For many thousands of years before the arrival of Europeans, Michigan's native peoples, the Anishnabeg, thrived in the forests and along the shores of the Great Lakes. Theirs were cultures in delicate social balance and in economic harmony with the natural order. Rites of Conquest details the struggles of Michigan Indians - the Ojibwa, Ottawa, and Potawatomi, and their neighbors - to maintain unique traditions in the wake of contact with Euro-Americans.
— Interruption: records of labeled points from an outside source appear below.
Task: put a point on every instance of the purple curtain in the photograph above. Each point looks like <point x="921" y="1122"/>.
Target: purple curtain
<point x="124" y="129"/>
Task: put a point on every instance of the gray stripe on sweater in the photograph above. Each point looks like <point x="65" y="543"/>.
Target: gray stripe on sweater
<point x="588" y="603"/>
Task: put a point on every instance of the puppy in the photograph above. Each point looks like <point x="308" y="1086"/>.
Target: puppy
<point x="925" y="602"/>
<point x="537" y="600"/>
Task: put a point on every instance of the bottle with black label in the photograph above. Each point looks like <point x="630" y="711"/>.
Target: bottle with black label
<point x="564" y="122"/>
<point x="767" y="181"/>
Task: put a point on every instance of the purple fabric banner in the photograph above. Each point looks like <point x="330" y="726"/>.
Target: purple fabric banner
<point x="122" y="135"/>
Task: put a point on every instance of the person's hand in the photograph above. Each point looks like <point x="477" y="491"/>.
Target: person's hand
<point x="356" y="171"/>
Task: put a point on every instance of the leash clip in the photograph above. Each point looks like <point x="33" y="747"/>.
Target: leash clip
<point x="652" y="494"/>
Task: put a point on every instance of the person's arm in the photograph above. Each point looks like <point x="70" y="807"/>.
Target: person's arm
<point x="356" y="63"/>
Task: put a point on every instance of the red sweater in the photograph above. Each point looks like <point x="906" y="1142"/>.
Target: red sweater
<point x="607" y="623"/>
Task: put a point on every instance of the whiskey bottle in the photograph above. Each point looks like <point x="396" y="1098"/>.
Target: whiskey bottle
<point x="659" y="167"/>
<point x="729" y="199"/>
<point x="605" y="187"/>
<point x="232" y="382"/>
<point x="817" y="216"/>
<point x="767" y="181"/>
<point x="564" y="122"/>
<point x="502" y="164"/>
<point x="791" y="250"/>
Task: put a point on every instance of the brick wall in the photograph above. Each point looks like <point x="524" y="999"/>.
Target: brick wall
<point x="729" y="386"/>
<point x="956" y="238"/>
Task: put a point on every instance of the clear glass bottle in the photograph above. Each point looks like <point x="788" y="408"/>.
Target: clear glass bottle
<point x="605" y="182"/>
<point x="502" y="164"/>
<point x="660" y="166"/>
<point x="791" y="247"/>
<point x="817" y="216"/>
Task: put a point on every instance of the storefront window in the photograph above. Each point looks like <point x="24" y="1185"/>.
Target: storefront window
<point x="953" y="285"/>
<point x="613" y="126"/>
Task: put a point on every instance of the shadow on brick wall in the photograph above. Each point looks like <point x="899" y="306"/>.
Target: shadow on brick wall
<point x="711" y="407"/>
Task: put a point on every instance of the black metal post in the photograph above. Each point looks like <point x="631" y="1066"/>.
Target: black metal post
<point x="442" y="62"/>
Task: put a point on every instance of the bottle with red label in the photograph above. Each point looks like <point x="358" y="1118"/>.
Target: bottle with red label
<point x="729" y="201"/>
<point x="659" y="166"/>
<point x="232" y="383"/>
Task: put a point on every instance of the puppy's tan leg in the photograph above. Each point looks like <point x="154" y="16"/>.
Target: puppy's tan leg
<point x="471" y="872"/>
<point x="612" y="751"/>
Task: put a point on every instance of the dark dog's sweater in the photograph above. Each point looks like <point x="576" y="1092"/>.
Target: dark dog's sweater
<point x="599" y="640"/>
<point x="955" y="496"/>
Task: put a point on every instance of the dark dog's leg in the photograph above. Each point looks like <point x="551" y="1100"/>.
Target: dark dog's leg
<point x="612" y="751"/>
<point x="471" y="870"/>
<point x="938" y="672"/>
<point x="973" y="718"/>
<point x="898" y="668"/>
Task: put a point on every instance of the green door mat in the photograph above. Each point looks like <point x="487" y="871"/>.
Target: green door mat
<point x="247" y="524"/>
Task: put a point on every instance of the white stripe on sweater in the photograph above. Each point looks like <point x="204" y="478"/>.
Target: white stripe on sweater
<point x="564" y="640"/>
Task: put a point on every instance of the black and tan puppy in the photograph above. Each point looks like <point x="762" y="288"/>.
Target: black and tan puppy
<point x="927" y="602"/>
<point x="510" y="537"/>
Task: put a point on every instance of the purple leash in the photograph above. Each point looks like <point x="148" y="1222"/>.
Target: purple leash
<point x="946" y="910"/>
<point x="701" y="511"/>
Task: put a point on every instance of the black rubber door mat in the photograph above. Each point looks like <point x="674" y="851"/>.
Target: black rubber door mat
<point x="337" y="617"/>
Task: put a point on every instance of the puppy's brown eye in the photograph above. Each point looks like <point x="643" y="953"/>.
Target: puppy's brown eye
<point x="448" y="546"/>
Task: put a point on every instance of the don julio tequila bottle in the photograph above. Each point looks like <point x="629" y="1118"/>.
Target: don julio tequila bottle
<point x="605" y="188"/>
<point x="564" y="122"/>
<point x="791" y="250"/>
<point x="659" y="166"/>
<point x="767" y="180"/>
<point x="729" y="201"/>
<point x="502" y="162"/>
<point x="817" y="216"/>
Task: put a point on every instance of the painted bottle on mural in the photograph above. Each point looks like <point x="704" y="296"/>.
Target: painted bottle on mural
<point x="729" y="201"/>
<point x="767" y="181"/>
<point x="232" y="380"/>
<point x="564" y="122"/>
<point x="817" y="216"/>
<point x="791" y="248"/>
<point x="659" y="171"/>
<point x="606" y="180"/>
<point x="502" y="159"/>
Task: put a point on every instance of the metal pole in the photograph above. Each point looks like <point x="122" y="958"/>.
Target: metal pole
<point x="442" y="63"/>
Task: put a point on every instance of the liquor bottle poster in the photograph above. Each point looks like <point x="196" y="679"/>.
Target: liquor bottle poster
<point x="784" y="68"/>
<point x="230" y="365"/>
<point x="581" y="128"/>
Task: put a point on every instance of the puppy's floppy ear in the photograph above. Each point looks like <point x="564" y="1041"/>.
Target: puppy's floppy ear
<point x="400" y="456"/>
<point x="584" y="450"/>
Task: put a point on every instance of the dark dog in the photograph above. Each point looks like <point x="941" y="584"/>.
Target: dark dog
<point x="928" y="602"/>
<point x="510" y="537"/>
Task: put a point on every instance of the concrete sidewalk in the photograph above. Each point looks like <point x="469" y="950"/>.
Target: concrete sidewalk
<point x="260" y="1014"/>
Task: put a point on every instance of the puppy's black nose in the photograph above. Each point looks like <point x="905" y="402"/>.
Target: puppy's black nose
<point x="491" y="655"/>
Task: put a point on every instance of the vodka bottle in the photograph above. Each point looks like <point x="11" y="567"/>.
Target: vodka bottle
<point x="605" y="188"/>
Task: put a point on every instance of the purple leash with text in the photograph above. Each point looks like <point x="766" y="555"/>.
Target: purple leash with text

The French quest for furs, the colonial aggression of the British, and the invasion of native homelands by American settlers is the backdrop for this fascinating saga of their resistance and accommodation to the new social order. Minavavana's victory at Fort Michilimackinac, Pontiac's attempts to expel the British, Pokagon's struggle to maintain a Michigan homeland, and Big Abe Le Blanc's fight for fishing rights are a few of the many episodes recounted in the pages of this book. -- from back cover.